Tuesday, March 31, 2015
1. The President's grants clearly addressed a matter which, increasingly, Republicans and Democrats, Conservative and Liberals, have come to agree on. The so-called War on Drugs has not worked out well. It has, however, run our prisons to capacity and beyond.
2. Mandatory and overly harsh sentences have long been in the controversial mix and both parties in both chambers of Congress got rid of the sentencing guidelines used to punish many of these clemency recipients.
3. Most of today's recipients served more than a decade in prison. Six of them spent two decades behind bars. No one can intelligently, fairly, say that the president just sprung them into the streets, or that they, somehow, "escaped punishment." They suffered plenty.
4. These pardons were not granted in December, like 1 of every 2 for the last 39 years. Holding applications and issuing grants until December is a horrible practice.
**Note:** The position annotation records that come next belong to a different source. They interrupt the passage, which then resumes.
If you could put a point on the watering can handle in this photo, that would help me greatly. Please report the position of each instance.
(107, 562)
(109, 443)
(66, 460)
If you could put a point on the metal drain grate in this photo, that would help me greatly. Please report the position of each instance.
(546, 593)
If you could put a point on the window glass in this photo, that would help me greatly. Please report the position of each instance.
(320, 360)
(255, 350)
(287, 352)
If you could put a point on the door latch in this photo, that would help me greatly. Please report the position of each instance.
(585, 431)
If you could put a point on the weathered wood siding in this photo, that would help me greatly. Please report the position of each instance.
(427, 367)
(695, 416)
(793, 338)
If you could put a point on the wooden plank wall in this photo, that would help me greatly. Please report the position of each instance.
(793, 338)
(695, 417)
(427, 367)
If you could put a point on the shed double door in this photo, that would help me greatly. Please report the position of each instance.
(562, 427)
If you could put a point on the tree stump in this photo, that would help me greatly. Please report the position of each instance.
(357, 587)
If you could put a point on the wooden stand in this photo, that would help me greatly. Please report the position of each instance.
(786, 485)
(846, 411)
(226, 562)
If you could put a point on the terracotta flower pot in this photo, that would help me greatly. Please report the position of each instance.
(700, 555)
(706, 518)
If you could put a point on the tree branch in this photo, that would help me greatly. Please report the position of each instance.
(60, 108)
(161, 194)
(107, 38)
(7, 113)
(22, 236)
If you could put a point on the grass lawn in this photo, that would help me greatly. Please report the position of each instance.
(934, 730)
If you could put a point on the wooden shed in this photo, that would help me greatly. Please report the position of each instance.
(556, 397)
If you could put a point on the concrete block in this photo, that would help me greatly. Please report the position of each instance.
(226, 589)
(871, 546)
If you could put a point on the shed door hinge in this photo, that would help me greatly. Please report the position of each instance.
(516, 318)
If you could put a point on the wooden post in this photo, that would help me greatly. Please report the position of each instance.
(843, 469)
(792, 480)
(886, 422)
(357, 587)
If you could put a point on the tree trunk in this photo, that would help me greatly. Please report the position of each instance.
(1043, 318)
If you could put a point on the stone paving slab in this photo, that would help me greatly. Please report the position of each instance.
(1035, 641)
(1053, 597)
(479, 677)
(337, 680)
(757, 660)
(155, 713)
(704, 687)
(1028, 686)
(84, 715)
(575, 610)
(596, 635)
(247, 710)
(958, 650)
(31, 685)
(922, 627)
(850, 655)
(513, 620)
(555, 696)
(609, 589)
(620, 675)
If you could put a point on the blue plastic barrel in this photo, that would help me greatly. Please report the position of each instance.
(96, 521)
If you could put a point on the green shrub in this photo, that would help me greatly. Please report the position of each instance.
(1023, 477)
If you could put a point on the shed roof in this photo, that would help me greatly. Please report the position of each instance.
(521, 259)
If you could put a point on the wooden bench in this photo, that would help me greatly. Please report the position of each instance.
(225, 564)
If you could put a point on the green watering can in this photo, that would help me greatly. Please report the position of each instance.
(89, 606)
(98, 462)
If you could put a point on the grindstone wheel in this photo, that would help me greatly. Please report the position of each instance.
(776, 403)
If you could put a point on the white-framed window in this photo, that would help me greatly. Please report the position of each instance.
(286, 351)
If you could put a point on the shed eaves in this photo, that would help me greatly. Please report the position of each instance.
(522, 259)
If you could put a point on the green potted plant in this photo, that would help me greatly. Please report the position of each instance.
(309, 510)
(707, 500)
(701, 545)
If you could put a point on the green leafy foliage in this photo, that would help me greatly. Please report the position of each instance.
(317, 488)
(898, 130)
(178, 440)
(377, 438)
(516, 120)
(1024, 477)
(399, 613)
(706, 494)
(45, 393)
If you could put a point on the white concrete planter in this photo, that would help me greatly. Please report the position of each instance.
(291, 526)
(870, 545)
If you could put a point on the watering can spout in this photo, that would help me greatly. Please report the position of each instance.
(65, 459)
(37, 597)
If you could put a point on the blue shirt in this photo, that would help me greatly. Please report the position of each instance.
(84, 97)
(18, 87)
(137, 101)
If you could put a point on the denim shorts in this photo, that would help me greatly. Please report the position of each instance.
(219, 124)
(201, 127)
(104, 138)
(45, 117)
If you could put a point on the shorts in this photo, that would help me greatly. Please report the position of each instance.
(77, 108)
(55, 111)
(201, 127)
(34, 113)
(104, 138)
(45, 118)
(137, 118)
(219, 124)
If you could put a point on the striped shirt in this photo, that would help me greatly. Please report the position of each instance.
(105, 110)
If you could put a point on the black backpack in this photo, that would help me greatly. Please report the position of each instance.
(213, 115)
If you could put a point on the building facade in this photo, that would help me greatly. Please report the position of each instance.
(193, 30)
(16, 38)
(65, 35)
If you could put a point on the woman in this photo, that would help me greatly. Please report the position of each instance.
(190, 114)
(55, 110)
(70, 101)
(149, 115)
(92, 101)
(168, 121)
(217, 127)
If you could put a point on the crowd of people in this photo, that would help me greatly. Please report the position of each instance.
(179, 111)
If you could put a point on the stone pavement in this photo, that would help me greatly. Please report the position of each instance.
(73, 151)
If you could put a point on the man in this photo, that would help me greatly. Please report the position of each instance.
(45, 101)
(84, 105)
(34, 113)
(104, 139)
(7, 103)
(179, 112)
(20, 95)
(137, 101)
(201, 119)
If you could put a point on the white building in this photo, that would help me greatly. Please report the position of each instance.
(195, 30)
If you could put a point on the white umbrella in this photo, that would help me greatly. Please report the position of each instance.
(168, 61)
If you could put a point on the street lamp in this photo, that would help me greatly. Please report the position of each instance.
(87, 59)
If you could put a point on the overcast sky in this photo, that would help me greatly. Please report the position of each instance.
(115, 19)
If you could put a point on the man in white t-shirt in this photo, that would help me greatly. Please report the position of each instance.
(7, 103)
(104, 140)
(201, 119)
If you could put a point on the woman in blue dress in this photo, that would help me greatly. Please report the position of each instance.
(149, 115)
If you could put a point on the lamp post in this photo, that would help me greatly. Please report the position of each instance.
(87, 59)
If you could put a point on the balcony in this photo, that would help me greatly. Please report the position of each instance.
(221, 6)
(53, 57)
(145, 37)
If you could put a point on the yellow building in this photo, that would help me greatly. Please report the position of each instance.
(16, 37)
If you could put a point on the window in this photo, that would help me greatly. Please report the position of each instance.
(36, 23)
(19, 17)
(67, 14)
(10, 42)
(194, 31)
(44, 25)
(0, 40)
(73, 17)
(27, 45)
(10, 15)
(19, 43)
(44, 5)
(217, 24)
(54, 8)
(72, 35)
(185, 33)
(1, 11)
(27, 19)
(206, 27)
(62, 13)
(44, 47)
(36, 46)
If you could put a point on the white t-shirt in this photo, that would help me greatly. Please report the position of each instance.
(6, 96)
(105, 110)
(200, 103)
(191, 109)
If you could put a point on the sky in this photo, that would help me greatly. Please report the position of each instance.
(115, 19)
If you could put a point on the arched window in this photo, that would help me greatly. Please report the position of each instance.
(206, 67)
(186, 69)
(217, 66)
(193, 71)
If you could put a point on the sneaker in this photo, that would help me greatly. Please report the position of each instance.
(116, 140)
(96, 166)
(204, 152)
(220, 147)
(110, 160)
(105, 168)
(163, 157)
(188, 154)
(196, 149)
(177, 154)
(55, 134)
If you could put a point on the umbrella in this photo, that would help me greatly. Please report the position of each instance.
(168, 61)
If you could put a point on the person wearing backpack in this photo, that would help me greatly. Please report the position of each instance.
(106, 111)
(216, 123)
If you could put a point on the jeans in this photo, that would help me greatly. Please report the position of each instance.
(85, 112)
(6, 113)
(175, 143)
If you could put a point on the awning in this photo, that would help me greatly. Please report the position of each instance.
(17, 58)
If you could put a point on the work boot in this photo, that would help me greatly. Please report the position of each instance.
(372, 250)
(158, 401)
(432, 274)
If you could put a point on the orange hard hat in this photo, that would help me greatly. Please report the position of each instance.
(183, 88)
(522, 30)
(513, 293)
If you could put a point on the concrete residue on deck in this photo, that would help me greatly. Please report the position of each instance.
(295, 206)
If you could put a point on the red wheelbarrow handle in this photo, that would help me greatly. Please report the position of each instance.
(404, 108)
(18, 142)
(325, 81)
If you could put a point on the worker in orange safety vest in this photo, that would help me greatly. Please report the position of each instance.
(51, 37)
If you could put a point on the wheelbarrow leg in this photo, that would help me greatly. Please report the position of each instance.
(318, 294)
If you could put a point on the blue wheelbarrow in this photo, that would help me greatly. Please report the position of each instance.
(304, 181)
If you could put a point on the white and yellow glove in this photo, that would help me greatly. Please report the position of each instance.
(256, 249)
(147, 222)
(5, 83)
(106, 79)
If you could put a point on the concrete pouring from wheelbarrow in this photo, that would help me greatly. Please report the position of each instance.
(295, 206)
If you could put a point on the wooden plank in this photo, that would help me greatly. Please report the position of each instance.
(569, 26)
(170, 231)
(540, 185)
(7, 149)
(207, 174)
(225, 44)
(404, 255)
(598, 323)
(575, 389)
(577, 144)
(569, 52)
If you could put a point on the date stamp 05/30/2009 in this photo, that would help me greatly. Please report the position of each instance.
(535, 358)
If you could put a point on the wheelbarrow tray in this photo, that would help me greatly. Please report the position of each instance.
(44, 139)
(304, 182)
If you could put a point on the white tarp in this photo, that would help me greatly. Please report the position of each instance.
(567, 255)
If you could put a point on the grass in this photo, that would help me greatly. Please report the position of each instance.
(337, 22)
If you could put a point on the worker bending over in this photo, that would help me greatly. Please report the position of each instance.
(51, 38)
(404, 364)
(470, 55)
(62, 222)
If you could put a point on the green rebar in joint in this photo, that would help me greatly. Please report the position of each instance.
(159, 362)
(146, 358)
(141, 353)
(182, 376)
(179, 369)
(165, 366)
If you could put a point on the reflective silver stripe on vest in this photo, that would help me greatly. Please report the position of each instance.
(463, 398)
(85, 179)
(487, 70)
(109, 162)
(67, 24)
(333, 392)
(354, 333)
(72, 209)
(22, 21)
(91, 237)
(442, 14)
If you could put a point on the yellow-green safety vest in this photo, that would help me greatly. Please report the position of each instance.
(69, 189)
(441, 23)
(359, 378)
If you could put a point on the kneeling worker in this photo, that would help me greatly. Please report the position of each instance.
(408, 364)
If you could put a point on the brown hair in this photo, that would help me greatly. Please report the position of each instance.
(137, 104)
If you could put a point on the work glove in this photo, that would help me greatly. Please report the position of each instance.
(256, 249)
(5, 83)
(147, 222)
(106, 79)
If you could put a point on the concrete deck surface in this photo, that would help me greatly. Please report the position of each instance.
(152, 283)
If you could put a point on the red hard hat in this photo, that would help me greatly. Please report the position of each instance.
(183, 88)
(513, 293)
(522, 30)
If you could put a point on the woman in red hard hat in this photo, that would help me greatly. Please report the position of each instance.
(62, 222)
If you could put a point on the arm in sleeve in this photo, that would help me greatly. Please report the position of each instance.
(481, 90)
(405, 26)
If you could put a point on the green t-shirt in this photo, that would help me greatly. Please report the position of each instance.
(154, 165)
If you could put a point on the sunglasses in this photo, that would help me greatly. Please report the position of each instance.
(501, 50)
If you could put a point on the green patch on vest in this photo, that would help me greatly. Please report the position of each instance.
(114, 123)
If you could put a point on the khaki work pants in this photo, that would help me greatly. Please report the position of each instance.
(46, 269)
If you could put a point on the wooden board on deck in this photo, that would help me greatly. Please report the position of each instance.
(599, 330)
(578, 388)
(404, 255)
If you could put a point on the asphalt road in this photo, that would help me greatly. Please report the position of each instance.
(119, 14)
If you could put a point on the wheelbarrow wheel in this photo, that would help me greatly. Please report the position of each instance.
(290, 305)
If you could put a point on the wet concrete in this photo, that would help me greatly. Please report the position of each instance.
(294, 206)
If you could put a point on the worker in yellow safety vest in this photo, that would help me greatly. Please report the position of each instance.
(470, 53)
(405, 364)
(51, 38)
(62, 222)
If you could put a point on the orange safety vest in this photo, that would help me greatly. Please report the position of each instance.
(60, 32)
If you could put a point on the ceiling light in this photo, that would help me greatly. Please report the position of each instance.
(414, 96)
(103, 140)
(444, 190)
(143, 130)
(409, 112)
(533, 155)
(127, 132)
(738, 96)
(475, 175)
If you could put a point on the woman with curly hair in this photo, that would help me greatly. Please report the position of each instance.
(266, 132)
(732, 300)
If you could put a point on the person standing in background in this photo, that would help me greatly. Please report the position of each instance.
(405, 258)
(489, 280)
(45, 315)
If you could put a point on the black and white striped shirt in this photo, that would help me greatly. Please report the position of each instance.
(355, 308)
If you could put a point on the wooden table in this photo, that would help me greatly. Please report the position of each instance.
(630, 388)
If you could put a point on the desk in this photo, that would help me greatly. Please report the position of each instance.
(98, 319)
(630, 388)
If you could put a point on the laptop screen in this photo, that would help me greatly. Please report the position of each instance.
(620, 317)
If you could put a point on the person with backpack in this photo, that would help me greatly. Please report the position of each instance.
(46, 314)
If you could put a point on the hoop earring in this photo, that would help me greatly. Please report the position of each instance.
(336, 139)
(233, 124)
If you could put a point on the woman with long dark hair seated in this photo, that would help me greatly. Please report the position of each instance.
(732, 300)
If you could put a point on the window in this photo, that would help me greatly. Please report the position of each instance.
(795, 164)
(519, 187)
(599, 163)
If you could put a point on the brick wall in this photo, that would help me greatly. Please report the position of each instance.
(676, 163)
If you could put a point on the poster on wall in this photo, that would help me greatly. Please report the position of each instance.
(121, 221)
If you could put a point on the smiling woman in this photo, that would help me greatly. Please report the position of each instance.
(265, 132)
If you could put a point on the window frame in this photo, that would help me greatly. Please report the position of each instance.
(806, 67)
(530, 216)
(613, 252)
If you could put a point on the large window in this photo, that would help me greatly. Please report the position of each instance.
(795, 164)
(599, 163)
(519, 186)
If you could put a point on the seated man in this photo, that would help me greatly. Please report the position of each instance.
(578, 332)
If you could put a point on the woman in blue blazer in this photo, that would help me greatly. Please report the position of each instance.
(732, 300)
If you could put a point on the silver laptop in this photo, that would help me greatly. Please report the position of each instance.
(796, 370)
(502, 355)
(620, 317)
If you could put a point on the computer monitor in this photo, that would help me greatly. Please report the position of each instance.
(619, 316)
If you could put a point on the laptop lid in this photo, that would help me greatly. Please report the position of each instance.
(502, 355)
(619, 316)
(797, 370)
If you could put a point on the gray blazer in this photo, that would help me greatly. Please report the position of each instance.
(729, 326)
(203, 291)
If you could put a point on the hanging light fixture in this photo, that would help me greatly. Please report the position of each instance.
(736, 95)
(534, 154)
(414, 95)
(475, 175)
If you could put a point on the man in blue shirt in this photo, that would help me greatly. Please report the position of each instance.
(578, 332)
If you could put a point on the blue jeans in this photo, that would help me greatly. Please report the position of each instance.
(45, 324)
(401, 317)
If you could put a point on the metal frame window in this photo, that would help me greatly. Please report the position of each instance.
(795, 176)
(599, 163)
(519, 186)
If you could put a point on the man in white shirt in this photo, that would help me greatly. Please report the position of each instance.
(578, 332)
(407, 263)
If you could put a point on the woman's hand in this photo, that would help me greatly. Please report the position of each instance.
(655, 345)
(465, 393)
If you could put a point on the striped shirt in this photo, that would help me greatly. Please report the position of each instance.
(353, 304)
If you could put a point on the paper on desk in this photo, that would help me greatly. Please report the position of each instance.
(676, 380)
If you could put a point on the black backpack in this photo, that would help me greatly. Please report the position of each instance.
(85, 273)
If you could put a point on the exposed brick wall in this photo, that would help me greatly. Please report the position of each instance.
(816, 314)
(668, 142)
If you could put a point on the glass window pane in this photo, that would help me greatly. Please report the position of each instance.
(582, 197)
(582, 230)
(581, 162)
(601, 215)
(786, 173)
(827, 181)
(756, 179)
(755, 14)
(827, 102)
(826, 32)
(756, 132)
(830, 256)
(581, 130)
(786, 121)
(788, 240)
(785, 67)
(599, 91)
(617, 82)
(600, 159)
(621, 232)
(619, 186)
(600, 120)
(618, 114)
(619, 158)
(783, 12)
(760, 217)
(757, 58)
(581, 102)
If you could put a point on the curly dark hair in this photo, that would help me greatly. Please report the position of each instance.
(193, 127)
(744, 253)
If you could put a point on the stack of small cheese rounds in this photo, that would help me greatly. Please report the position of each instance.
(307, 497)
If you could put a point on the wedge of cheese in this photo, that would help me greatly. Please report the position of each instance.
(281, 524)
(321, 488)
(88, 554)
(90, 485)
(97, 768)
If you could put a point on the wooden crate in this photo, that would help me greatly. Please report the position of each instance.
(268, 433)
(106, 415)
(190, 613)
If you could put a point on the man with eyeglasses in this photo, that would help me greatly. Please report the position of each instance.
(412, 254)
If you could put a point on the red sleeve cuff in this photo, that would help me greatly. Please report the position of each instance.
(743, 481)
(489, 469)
It sends numerous wrong signals (pardons are gifts - to people who may or may not be deserving, pardons are last minute decisions, etc.)
5. Clemency decisions have, for too long, appeared arbitrary, capricious and almost random. Those aspects further fed the notion that recipients are, more than likely, "connected" in some way, or have personal ties to people who are "connected." These decisions, however, look like there was a thought process behind them. They look like the kind of thing you would expect from someone who is concerned about systematically addressing well-know issues of criminal justice - as opposed to someone simply moving paperwork and getting applications out of the way.
This is a great day for the pardon power. Make no mistake, we could stand for many more!